List with dictionary

Question

Imagine that I have this list:

a=[ {'name':'John','number':'123'} , {'name':'Mike','number':'12345'} ,{'name':'Peter','number':'12'}]

name=input('insert your name')
number=input('insert your number')

If I want to have 3 scenarios: one where the name and number matches, the second where the name is correct but the number is incorrect and the last one where the name does not exist.

if {'name':name,'number':number} in a:
    print('okay')
else:
    if {'name':name} in a and {'number':number} not in a:
        print('user okay, but incorrect pass')
    else:
        print('No username')

This type of code will not work, right? So how can I solve the second step (after the first else)?

Answer 1

You could use any like so:

if {'name':name,'number':number} in a:
    print('okay')
elif any(entry["name"] == name for entry in a):
    print('user okay, but incorrect pass')
else:
    print('No username')

I also simplified your else: if: to use elif: instead.

Answer 2

I would actually write the code like this, making use of list comprehension. It seems more readable.

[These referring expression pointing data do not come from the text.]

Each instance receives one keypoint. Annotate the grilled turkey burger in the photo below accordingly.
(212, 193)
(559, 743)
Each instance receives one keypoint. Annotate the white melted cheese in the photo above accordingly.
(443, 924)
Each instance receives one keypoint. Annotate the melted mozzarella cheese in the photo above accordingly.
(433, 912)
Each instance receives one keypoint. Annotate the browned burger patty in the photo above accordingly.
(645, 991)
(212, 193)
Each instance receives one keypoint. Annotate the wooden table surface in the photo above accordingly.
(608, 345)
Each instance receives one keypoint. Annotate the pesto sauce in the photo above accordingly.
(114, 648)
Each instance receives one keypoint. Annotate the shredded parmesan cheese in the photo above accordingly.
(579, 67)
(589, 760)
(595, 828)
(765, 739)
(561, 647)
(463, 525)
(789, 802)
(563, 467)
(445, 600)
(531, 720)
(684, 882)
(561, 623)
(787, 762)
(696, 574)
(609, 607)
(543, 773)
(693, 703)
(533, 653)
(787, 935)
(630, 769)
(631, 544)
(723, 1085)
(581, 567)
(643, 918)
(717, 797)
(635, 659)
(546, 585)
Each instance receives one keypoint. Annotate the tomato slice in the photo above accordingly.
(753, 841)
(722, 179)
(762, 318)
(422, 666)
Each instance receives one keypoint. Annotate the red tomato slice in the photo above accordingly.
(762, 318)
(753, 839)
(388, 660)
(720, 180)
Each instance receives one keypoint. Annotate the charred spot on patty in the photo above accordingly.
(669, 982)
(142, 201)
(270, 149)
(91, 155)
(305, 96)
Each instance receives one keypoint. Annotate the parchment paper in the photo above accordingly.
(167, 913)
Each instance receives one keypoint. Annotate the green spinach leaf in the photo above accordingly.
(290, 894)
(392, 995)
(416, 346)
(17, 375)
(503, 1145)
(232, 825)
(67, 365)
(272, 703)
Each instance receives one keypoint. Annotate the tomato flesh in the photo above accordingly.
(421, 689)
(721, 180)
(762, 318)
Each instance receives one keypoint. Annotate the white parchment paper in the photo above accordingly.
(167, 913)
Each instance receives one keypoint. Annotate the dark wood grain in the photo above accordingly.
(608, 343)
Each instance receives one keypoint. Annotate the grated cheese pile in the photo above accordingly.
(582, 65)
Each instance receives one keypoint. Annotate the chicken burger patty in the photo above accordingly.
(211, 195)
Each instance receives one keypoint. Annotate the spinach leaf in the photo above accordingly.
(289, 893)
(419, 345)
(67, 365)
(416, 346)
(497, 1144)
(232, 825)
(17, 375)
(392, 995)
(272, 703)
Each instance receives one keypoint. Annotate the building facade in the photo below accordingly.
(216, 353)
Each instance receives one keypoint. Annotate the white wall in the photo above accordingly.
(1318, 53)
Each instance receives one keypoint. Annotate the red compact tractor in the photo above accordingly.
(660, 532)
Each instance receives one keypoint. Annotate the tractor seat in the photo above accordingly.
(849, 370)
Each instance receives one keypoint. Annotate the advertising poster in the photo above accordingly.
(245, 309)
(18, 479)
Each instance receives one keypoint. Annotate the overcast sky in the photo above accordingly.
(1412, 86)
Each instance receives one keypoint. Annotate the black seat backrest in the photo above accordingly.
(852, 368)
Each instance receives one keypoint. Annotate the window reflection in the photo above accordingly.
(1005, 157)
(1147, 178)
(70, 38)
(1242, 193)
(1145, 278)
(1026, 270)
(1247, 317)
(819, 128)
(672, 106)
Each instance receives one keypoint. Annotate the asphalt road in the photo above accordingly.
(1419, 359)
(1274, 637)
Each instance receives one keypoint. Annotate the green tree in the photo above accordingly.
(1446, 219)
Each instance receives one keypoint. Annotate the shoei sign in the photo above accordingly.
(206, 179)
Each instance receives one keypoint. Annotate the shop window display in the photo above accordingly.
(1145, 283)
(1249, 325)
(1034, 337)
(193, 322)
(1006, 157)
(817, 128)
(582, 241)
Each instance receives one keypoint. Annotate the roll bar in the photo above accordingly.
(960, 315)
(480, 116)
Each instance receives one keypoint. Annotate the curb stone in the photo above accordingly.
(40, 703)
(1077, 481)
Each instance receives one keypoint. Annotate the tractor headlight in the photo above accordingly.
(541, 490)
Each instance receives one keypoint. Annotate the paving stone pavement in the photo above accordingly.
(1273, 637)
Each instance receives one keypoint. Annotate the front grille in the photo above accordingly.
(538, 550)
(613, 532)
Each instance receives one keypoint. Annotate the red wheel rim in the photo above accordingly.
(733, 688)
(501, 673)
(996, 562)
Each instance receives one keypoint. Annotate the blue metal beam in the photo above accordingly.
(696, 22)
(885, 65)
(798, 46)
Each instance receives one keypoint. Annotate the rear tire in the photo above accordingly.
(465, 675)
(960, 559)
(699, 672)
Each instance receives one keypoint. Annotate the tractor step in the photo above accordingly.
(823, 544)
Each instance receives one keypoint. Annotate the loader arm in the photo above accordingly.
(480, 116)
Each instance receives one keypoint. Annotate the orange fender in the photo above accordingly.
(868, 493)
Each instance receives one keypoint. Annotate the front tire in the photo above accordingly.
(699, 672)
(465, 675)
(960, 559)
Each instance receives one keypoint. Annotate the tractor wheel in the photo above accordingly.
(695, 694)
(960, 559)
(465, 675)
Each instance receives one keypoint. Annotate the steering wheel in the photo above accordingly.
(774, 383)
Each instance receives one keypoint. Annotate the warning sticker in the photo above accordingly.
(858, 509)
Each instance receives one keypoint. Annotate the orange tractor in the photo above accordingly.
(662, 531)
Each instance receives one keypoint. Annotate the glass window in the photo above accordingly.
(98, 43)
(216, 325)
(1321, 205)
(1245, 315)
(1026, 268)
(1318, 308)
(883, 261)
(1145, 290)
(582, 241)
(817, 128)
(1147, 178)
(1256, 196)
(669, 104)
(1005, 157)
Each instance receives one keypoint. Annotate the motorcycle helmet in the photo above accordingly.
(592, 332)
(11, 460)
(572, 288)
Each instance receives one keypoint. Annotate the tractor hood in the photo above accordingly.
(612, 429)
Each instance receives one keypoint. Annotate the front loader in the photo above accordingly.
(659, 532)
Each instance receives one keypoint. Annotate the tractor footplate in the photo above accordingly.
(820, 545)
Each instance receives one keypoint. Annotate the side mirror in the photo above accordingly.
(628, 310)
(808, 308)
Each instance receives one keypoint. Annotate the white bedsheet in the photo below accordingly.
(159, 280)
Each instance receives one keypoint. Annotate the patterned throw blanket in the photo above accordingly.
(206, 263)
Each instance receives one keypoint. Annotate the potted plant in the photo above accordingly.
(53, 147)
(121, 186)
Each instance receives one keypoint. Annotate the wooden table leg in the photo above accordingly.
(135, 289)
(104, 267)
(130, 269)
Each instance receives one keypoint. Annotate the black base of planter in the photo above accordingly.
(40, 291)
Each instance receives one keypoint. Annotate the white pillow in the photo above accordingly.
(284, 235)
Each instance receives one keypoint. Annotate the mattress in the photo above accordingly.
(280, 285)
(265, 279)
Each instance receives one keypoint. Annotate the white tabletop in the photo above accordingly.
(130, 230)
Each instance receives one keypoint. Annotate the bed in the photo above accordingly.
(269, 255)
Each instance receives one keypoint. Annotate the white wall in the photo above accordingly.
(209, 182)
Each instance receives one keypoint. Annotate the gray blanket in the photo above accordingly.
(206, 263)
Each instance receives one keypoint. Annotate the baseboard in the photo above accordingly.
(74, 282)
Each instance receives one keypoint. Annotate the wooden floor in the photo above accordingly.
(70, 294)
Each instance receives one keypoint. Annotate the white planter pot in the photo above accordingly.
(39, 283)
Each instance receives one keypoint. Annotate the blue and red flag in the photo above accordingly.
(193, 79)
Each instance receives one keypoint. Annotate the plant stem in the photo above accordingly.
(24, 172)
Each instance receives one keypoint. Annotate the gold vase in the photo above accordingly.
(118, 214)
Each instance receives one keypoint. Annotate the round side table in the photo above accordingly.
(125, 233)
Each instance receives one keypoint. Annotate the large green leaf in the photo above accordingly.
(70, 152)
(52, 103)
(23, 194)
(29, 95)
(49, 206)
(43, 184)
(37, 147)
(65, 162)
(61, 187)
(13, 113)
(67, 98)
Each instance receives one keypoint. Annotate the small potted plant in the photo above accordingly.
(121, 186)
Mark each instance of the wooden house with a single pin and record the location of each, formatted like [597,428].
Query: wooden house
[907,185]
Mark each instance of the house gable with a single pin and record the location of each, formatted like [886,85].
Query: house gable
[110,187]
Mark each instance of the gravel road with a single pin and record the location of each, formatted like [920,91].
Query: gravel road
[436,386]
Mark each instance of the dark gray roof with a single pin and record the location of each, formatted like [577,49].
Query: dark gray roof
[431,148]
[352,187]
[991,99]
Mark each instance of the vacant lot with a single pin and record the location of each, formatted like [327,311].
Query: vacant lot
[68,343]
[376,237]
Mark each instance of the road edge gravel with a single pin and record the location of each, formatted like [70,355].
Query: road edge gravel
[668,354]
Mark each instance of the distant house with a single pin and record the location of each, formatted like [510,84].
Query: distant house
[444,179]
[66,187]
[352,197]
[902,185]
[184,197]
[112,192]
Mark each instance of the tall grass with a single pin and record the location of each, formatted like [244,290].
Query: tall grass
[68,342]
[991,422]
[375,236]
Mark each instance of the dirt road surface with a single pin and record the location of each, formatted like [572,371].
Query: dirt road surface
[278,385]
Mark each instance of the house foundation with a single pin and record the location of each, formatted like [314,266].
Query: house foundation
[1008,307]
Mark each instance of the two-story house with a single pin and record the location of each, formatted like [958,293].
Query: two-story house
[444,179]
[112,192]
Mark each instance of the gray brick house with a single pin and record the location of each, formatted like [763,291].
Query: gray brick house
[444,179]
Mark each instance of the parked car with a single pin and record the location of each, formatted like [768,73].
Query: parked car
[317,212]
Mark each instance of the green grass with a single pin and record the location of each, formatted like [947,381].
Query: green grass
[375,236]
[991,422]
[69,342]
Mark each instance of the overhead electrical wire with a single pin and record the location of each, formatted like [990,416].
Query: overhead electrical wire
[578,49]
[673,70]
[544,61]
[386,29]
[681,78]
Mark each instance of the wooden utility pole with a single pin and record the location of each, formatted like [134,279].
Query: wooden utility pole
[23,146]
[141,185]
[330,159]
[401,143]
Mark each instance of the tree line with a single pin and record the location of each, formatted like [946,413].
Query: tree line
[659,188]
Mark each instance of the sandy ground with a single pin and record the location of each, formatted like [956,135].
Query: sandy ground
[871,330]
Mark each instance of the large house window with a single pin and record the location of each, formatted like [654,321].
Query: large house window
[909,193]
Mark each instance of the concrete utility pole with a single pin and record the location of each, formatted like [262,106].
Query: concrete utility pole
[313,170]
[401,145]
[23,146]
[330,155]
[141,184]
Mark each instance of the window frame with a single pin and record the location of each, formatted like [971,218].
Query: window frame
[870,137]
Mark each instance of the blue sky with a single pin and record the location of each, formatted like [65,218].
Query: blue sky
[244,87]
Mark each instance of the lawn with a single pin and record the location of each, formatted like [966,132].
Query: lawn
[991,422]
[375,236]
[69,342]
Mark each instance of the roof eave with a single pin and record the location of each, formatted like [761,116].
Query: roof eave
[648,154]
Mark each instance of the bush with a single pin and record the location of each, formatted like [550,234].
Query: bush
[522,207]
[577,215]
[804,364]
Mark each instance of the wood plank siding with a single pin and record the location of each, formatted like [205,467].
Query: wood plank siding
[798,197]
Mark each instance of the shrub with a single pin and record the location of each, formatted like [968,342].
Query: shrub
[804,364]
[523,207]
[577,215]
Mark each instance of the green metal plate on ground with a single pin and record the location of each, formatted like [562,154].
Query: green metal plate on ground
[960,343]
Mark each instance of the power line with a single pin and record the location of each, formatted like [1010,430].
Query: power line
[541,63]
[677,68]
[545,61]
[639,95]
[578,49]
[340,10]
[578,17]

if name in [pos['name'] for pos in a]:
    if number == [dd for dd in a if dd['name'] == name][0]['number']:
        print('okay')
    else:
        print('user okay but incorrect pass')
else:
    print('No username')

Or alternatively, if you are ok with a for loop:

for dd in a:
    if name == dd['name']:
        if number == dd['number']:
            print('okay')
        else:
            print('user okay but incorrect pass')
        break
else:
    print('No username')

Note the else after the for loop: this construct it's explained here.

The latter is more efficient, as it iterates over the list only once (and not all the list if a match is found).